Credit Control
Credit Control is of vital importance to any company and consequently has a direct effect on the Cash flow. Information taken from your Aged Debtors Report shows the status of your invoices. For this reason, provide statements on a regular basis.
There could be a genuine reason for non-payment such as an oversight. On the other hand, there could be a much more serious reason that the company has not paid. Therefore, it is vital to establish the reason for non-payment of an invoice at the earliest stage possible.
Credit check new customers, ensuring the company has all the relevant information on the debtor. It is important to keep a record of all communications with the customer. Particularly, in the event of, when non-payment becomes a problem leading to legal action.
Chasing overdue invoices for payment is important to the cash flow of your business.
Cash flow
Why is cash flow important to my business?
It is important to have an accurate cash flow forecast to assess the net amount of cash and cash equivalent into and out of a business.
- If more money is coming in than is going out, you are in a positive cash flow situation and you have enough to pay your bills.
- If more cash is going out than coming in, you are in negative cash flow situation and in danger of going overdrawn. You will need to find money to cover your overdrafts.
Cash flow is the money that is moving (flowing) in and out of your business in a month.
What’s the difference between positive and negative cash flow?

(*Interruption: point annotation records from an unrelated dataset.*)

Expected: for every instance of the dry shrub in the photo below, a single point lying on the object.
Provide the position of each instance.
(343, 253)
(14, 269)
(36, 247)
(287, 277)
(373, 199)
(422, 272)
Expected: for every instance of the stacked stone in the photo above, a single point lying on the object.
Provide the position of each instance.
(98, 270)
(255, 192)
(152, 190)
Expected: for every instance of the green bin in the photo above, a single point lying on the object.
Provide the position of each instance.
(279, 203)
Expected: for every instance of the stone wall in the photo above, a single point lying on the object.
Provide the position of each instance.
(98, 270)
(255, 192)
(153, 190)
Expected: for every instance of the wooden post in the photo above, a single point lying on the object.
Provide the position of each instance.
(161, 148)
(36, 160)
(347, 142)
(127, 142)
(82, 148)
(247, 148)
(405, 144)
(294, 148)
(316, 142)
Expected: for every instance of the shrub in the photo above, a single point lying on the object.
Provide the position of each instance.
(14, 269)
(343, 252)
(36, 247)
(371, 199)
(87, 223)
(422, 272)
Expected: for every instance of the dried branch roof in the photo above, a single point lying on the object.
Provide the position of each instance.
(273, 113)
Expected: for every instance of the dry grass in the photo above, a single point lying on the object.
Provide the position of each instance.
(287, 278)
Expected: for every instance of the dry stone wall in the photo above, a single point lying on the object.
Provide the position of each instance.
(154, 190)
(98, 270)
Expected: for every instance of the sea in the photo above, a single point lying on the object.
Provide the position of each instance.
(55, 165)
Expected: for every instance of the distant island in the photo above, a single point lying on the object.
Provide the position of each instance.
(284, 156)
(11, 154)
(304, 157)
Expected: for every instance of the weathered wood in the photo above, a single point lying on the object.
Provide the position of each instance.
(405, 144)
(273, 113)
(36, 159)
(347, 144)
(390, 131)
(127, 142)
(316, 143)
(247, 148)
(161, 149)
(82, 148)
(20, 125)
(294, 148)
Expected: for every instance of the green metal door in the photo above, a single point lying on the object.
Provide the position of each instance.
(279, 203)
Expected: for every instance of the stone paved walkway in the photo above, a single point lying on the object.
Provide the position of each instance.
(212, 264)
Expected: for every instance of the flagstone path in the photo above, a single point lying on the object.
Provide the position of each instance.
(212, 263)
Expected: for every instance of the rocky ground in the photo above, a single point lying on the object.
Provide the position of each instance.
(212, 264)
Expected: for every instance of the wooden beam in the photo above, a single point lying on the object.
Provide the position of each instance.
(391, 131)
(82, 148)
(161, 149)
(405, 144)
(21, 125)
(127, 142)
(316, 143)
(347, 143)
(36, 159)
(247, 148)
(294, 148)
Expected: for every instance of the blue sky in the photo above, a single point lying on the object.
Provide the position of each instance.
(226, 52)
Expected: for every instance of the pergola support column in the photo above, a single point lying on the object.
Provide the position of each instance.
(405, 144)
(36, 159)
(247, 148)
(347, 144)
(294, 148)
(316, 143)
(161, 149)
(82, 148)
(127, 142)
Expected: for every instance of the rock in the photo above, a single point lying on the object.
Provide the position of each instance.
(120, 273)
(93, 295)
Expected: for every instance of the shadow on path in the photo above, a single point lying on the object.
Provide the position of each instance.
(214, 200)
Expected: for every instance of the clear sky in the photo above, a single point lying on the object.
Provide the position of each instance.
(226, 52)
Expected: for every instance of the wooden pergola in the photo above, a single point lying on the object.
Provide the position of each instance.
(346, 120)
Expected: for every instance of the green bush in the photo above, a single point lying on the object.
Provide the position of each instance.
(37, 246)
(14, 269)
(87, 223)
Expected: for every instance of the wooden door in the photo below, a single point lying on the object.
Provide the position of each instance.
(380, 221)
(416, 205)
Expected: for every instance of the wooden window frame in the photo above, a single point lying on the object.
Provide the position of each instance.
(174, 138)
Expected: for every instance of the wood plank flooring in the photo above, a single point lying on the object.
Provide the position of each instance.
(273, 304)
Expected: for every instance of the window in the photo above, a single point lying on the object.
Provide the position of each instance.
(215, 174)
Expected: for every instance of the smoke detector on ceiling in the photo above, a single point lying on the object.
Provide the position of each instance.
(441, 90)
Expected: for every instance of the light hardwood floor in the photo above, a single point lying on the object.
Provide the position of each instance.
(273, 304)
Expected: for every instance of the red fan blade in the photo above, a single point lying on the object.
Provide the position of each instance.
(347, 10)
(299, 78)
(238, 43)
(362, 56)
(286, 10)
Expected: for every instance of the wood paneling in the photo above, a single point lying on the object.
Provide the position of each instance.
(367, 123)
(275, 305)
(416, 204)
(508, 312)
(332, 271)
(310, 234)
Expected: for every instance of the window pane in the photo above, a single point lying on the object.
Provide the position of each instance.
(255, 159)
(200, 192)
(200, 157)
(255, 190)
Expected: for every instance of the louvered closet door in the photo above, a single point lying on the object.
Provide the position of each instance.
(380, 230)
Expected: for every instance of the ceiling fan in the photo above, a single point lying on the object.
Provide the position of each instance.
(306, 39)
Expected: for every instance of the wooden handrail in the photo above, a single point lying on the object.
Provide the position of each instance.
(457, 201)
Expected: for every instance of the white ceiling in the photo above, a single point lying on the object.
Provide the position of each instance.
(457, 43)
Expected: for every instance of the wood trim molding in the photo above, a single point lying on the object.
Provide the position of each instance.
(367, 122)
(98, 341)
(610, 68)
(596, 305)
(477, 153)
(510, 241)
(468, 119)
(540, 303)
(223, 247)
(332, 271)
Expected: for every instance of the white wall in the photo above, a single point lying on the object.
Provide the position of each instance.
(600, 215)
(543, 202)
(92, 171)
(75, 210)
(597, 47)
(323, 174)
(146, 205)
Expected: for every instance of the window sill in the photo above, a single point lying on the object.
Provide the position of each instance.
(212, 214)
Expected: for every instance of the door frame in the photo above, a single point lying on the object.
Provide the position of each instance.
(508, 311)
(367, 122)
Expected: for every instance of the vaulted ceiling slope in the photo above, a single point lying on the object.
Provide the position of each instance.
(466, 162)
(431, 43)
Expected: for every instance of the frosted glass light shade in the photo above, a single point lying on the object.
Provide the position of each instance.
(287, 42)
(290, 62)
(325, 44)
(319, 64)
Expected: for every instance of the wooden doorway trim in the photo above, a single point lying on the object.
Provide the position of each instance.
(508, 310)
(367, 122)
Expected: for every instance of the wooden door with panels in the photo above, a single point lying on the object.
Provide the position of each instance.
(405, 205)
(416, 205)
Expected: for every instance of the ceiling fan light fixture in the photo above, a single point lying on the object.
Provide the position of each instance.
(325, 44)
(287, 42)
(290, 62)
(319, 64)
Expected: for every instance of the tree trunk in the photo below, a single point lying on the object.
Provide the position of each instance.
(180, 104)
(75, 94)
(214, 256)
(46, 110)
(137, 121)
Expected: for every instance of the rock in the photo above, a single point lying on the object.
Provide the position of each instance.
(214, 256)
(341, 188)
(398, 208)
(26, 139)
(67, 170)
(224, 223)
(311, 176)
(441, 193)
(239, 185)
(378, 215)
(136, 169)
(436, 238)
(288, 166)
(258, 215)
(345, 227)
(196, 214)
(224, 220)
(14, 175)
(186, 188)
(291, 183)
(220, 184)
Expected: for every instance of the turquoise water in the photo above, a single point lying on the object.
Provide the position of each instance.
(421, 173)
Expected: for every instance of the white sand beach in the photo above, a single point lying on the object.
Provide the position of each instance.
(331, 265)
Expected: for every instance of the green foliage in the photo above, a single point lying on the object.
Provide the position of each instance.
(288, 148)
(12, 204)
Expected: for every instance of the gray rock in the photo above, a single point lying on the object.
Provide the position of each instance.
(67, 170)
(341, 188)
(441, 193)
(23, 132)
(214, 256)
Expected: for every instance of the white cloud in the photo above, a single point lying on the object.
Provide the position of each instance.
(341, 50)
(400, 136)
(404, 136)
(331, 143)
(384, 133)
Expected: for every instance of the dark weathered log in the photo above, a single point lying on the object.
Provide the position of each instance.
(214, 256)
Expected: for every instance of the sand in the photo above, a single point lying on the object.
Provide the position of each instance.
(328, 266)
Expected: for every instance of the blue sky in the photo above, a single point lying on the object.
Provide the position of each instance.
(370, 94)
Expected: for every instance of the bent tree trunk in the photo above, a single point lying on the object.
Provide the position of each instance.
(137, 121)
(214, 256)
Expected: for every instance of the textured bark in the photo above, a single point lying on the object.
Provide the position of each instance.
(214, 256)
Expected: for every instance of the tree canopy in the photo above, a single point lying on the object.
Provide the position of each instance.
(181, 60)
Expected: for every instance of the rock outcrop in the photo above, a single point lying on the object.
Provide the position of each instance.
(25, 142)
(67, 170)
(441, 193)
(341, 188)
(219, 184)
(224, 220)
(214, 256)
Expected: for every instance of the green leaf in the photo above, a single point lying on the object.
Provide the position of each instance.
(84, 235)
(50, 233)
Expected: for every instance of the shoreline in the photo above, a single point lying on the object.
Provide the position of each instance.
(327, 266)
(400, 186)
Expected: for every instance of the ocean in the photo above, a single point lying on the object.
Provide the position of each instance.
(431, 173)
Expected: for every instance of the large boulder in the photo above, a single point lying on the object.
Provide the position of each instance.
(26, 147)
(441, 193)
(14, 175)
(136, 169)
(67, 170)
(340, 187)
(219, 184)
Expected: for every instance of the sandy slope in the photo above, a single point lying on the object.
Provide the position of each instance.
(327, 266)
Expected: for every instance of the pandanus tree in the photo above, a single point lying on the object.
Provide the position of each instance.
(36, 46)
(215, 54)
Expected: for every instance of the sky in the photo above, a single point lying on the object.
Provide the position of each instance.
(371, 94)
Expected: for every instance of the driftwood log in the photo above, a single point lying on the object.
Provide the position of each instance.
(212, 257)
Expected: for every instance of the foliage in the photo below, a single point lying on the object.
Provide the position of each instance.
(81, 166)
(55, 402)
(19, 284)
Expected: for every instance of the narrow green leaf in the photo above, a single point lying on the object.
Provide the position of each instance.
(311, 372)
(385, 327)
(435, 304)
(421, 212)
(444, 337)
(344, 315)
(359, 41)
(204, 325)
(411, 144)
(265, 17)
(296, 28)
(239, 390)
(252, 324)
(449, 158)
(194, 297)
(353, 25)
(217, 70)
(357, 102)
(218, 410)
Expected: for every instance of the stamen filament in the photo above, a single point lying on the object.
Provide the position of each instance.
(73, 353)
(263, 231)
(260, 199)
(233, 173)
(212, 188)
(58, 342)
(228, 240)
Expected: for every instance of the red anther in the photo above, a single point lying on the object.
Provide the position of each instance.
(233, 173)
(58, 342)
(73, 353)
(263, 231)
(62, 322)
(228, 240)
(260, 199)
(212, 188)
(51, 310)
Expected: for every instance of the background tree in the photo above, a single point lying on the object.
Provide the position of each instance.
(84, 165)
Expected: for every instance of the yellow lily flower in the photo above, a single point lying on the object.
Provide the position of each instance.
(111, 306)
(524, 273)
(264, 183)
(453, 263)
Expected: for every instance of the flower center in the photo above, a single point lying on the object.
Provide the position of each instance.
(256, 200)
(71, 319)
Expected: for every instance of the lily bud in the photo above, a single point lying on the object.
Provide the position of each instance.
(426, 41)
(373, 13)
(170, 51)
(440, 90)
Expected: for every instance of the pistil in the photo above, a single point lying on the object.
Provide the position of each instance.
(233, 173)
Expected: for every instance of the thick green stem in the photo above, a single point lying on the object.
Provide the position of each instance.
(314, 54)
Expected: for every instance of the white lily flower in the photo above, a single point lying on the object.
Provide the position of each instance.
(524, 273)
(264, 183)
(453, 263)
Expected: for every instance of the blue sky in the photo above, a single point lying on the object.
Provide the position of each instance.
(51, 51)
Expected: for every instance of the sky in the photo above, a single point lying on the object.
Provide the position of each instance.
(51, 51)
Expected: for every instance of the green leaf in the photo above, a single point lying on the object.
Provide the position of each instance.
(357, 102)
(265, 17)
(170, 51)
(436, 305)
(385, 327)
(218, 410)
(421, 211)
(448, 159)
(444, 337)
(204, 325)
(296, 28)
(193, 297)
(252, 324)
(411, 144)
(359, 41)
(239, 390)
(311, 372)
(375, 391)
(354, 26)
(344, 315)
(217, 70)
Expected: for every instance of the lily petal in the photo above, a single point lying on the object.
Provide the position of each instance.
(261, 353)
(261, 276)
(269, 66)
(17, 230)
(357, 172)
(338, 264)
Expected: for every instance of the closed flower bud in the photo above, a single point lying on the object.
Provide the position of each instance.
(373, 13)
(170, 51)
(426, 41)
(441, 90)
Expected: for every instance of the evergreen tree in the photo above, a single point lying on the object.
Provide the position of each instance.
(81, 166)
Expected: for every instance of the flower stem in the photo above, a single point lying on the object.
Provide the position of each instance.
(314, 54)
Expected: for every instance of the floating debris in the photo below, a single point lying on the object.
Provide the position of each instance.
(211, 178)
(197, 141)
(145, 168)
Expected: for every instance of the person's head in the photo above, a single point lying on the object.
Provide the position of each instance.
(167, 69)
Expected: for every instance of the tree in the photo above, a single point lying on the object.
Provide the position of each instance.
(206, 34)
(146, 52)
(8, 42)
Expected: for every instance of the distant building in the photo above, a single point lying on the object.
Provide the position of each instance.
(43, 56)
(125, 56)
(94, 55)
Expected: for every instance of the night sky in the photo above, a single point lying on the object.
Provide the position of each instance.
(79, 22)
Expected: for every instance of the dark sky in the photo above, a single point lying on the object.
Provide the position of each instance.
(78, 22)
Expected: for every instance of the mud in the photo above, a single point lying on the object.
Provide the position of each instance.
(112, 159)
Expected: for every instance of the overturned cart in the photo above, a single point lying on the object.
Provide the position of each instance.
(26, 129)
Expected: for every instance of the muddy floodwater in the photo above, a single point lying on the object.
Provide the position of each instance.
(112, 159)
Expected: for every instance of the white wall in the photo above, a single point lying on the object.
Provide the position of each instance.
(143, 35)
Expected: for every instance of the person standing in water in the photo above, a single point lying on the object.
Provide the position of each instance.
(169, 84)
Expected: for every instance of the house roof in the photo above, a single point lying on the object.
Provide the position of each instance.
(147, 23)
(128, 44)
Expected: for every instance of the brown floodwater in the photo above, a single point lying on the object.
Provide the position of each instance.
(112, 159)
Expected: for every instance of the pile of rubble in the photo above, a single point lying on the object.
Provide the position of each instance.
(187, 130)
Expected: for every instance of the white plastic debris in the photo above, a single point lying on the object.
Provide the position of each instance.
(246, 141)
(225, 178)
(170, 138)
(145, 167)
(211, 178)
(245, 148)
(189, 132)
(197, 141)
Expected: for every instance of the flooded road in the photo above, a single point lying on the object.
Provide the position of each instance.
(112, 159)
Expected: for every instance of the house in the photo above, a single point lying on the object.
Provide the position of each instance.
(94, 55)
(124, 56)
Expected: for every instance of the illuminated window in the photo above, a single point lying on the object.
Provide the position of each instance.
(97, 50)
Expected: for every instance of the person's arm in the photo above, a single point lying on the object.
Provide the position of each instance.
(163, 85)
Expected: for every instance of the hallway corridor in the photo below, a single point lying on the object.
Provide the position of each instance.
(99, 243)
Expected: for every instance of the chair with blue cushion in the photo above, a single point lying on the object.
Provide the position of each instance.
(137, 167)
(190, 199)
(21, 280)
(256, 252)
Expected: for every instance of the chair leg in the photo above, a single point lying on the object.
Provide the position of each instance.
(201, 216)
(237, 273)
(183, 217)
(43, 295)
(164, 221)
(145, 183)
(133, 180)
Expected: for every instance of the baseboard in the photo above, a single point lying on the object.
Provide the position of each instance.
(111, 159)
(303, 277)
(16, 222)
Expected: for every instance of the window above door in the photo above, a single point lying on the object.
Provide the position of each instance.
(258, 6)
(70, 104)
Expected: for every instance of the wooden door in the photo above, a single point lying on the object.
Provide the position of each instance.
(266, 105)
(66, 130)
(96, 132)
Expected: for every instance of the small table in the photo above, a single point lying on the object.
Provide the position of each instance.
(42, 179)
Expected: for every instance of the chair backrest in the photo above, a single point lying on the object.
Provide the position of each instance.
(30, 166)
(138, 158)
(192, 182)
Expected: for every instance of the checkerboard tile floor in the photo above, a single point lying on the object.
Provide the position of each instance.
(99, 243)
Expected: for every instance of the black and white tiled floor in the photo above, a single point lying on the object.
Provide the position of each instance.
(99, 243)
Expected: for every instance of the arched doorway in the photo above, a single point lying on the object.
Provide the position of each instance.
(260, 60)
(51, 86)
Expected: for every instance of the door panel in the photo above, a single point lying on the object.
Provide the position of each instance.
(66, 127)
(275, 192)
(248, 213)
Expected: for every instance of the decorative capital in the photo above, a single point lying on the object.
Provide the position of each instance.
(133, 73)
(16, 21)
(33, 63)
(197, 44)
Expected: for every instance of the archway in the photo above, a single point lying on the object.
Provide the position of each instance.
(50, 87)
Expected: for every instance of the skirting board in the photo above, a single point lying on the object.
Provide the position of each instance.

- Positive cash flow indicates that a company’s assets are increasing, enabling it to settle debts and reinvest in its business.
- Negative cash flow indicates that a company’s assets are decreasing.
Net cash flow is recognised from net income, which includes accounts receivables and other items for which payment has not yet been received.
Cash flow is used to assess the quality of a company’s income, that is, how liquid it is, which can indicate whether the company is positioned to remain solvent.